Blending a country twang with the gnarling undertones of rock, the works of Lady Dan provide the perfect get up and go tonic for those wanting to lose themselves in adventure. Intimate, yet never lacking in grandeur, Tyler Dozier aka Lady Dan’s music invokes a sort of musical healing – where the powers draw as much on the charm of Texan rhythm as they do self-reflection.
Ahead of her new single, I am the Prophet, out on Feb 11th via Earth Libraries, we caught up with Alabama born/Austin based artist to delve into where she draws influence for her art.
These are her Sound & Vision picks:
Three albums I love:
James Taylor – Greatest hits
This was an album my father had on CD. I grew up listening to it, but only came to really appreciate it in my twenties. Now I’m die-hard for James Taylor and his lyrical sentiments. I got to see him perform live a few years back, and sobbed through the entire opening song (Carolina in My Mind). I have to be picky about when I listen to this record, because it is both incredibly euphoric and extremely painful for me to listen to. Best enjoyed while crying on the cold, hard floor alone.

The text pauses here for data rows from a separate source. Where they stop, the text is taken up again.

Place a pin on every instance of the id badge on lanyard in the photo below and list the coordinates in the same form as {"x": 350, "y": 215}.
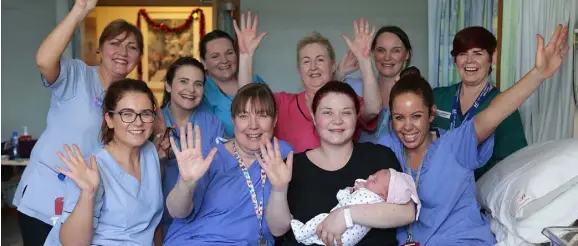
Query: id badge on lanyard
{"x": 411, "y": 244}
{"x": 471, "y": 112}
{"x": 409, "y": 241}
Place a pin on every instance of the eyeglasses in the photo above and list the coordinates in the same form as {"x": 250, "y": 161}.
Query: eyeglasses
{"x": 128, "y": 116}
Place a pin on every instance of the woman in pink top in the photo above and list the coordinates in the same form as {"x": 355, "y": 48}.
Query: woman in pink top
{"x": 315, "y": 63}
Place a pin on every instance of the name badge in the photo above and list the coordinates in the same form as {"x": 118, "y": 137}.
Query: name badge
{"x": 443, "y": 114}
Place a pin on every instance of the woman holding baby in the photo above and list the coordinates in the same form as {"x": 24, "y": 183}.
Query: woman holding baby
{"x": 309, "y": 187}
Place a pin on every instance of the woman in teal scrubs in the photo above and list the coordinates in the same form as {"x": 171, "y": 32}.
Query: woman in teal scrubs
{"x": 75, "y": 112}
{"x": 474, "y": 51}
{"x": 220, "y": 56}
{"x": 443, "y": 165}
{"x": 220, "y": 194}
{"x": 392, "y": 52}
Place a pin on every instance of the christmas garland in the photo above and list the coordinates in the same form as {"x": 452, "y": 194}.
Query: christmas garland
{"x": 195, "y": 14}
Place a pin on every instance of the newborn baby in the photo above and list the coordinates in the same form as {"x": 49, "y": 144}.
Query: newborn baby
{"x": 385, "y": 185}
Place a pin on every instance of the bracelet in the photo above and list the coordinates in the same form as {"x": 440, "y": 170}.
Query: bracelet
{"x": 348, "y": 219}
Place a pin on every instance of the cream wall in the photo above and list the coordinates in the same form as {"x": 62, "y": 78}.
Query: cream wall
{"x": 105, "y": 15}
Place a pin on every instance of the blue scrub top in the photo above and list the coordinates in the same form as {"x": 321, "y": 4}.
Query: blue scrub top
{"x": 223, "y": 212}
{"x": 450, "y": 213}
{"x": 126, "y": 212}
{"x": 211, "y": 131}
{"x": 382, "y": 120}
{"x": 74, "y": 117}
{"x": 219, "y": 103}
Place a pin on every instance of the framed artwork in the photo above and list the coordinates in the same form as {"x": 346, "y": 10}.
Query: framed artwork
{"x": 163, "y": 48}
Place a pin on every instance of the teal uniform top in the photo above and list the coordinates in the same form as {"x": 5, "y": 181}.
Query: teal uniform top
{"x": 509, "y": 135}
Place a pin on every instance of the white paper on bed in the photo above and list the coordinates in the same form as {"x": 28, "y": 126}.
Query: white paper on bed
{"x": 531, "y": 180}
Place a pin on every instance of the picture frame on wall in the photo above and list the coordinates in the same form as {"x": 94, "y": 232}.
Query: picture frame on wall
{"x": 163, "y": 48}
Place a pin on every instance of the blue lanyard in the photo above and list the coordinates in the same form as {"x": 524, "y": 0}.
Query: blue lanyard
{"x": 472, "y": 111}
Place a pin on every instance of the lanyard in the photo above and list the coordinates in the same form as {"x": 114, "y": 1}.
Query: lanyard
{"x": 418, "y": 174}
{"x": 175, "y": 132}
{"x": 258, "y": 206}
{"x": 471, "y": 112}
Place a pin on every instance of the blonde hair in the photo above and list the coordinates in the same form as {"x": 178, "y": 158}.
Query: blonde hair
{"x": 316, "y": 38}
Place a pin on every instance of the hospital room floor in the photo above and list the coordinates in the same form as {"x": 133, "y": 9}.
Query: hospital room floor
{"x": 10, "y": 231}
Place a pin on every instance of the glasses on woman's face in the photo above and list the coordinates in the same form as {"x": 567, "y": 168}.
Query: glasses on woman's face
{"x": 129, "y": 116}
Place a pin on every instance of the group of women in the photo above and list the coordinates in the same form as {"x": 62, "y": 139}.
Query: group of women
{"x": 231, "y": 162}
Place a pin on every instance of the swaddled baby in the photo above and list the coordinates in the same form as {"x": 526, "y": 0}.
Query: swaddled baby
{"x": 386, "y": 185}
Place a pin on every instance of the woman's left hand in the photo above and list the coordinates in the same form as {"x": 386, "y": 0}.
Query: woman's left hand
{"x": 163, "y": 144}
{"x": 247, "y": 34}
{"x": 362, "y": 37}
{"x": 332, "y": 227}
{"x": 549, "y": 58}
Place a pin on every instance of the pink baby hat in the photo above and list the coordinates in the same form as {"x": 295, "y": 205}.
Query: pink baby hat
{"x": 402, "y": 189}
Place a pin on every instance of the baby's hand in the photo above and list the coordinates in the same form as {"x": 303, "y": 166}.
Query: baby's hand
{"x": 359, "y": 185}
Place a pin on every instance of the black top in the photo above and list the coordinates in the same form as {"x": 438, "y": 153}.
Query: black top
{"x": 312, "y": 190}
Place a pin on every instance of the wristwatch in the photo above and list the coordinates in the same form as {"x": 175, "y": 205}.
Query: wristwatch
{"x": 348, "y": 219}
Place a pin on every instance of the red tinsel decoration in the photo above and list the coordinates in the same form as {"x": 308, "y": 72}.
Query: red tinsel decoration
{"x": 164, "y": 28}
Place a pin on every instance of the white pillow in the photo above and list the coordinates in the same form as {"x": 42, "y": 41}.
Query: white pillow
{"x": 530, "y": 180}
{"x": 563, "y": 211}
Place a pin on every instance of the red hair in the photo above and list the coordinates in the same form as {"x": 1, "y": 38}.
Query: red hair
{"x": 474, "y": 37}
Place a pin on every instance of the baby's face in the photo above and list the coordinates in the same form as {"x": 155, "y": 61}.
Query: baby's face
{"x": 379, "y": 183}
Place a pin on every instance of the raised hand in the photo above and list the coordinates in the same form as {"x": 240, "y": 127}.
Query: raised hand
{"x": 347, "y": 65}
{"x": 247, "y": 34}
{"x": 549, "y": 58}
{"x": 362, "y": 37}
{"x": 85, "y": 4}
{"x": 162, "y": 144}
{"x": 86, "y": 177}
{"x": 278, "y": 172}
{"x": 192, "y": 165}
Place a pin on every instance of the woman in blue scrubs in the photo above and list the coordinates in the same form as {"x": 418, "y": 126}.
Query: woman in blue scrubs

Laura Marling – Short Movie
It is extremely difficult for me to choose a favourite album from Laura Marling. I’ve been a super fan since I was sixteen. However, this record in particular was her first trek into the world of electric guitar, and a window into her personal world on a level that really resonated with the way I also see the world. In interviews, I’ve learned this has been her least favourite album of her discography. I think it’s important for all artists to understand that our least valued works could be someone else’s favourite thing we’ve ever done. It is best enjoyed on a sunset drive in the desert.

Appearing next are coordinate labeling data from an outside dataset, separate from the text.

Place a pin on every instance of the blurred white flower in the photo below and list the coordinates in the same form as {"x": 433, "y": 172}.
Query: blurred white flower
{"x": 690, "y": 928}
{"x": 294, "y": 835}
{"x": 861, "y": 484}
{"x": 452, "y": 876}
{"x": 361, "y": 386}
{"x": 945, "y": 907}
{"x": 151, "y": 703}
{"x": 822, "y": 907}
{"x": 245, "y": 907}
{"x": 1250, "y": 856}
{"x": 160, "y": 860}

Dry the River – Shallow Bed
This album is a bit of a throw back for me, but I can’t deny the repeat spins I’ve put it through. I’ll never not enjoy listening to this record – Peter Liddle is one of my favourite lyricists of all time. I’m devastated that I’ll never get the chance to see this band perform live. This album is best enjoyed on a 12+ hour drive just as you’re getting too sleepy. 10/10 singing, ‘I loved you in the best way possible’ will give you the energy you need to keep going.
One film I love:
Ari Aste – Hereditary
I think this is the scariest movie I have ever seen. I remember seeing it in theaters, and begging my friend to sleep in my bed with me that same night (she did, thank god). I love viewing it with others for their first time and seeing the shock and disgust on their faces. I love this movie for the way that Aster approaches composition, amongst his other visual skills. This film also really fills my intrigue for occult and historical accuracies. And for those who have seen it, I love to discuss whether the ending was a positive resolve or not… (I think it was).
One book I love:
Ingrid Croce – I Got a Name: The Jim Croce Story
I read this book when I first moved to Austin, and didn’t yet have a social circle. It kept me good company by the way I couldn’t put it down. I did, however, prolong finishing the book because I wasn’t ready to read of Croce’s death and have to say goodbye to the life of an artist I highly regard in my mind. I most enjoy reading of the lives of other musicians as a way to understand my own journey in the industry. It calms my nerves to see the different paces each artist blooms at. I’m only 25 now, but in my head I’m 89 and running out of time.
A song that is important to me:
James Taylor & Carly Simon – You Can Close Your Eyes
(Specifically this video below)
I was made aware of this song/video a few years back, and the weighted impact it’s made on me is hard to put into words. This specific version hits the hardest, as it features Taylor’s then wife, Carly Simon. I resonate with every lyric of this song; it’s maybe the closest understanding of what love might be like that I can think of. And then there’s the element of loss: ‘You can sing this song when I’m gone.’ There’s also legacy implied in this line, which I often think of in regards to my own life, and the things I leave behind that may or may not immortalise me. In ways, this song makes an appearance on my upcoming record.